Implication: These positive trends demonstrate the effectiveness of concerted action by regulators, supervisors, and institutions. Sustaining this progress requires continued vigilance and the consistent application of risk-based approaches across all sectors. The EBA's assessment of possible next steps regarding access to basic financial products and services will be critical.
Customer Due Diligence (CDD) Shortcomings
Despite improvements in some areas, the report highlights that 6CDD shortcomings still cause 61% of AML/CFT breaches across all sectors. For the first time, risks associated with products and services are overtaking risks related to firms' customers. However, CDD remains a significant weak point.

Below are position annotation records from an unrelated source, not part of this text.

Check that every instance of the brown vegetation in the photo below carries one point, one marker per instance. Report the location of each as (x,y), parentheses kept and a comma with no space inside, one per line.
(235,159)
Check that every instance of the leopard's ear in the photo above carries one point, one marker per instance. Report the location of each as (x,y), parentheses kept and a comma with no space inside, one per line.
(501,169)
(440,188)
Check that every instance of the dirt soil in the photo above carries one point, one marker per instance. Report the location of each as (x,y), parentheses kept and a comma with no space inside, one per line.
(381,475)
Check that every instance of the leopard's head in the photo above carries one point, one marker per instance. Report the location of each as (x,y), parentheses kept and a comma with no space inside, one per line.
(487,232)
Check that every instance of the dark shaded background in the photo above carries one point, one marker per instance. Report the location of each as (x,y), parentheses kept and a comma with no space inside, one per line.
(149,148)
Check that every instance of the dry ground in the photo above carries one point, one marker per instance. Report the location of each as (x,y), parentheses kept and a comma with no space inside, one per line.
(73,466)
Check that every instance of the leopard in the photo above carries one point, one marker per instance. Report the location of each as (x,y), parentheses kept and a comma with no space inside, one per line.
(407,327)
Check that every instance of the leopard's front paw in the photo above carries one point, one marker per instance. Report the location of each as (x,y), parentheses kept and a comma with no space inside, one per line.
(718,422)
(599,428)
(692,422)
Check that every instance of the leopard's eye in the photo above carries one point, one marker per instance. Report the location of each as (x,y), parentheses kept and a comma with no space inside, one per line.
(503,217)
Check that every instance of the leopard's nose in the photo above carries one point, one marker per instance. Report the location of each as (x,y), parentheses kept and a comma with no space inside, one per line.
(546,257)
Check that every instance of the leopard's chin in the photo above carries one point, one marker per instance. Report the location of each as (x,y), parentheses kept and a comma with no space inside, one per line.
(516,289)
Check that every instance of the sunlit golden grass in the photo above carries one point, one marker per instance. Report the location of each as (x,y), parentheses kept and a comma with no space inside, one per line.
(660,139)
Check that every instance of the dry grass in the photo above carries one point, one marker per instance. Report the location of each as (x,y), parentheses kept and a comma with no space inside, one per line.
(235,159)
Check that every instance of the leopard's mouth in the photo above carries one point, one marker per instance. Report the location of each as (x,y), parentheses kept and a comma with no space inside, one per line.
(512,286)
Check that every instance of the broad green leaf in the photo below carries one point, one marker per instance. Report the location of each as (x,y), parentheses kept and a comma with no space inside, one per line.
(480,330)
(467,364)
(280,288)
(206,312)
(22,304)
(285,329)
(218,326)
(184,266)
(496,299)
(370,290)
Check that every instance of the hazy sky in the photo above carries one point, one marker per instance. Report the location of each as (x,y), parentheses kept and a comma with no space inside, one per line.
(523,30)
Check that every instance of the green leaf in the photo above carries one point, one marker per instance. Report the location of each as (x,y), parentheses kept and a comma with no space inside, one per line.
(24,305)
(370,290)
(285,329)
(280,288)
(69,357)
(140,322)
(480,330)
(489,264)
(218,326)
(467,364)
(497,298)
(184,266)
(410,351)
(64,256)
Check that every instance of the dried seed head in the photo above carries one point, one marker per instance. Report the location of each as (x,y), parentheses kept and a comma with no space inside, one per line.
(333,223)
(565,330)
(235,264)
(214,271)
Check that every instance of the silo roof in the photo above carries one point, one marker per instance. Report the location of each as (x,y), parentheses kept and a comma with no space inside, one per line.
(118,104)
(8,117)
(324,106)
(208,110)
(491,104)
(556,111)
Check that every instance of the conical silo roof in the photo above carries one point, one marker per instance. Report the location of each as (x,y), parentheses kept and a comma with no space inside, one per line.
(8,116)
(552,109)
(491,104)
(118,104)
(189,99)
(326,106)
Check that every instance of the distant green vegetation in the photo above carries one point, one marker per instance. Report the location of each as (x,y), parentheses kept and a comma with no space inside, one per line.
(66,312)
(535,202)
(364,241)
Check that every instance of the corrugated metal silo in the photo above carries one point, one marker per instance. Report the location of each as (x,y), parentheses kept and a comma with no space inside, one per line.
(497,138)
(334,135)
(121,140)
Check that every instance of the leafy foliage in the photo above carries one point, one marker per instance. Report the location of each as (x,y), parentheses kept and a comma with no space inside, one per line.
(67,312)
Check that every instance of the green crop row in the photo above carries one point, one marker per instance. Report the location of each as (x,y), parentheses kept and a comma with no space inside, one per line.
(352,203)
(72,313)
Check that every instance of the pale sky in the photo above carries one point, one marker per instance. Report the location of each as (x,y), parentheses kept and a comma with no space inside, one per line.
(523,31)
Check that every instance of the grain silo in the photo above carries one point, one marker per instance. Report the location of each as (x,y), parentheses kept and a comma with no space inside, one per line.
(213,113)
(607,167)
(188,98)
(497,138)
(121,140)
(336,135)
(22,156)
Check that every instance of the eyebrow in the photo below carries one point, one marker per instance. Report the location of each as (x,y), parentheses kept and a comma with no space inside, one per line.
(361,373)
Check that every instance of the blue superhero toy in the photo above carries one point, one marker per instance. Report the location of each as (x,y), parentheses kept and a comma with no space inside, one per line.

Implication: While new product-related risks are emerging, fundamental CDD practices remain a critical vulnerability. Financial institutions must reinforce their CDD processes, ensuring they are robust, effectively applied, and tailored to customer risk profiles. Supervisors should continue to scrutinise CDD frameworks during inspections.
Conclusion
The EBA's Opinion underscores that while awareness of ML/TF risks is growing, the effectiveness of AML/CFT systems remains uneven across the EU financial sector. The rapid pace of technological innovation demands continuous adaptation from both financial institutions and supervisory authorities. The full implementation of new regulatory frameworks, coupled with a consistent and risk-based application of supervisory approaches, will be essential in strengthening the EU's financial sector against money laundering and terrorist financing.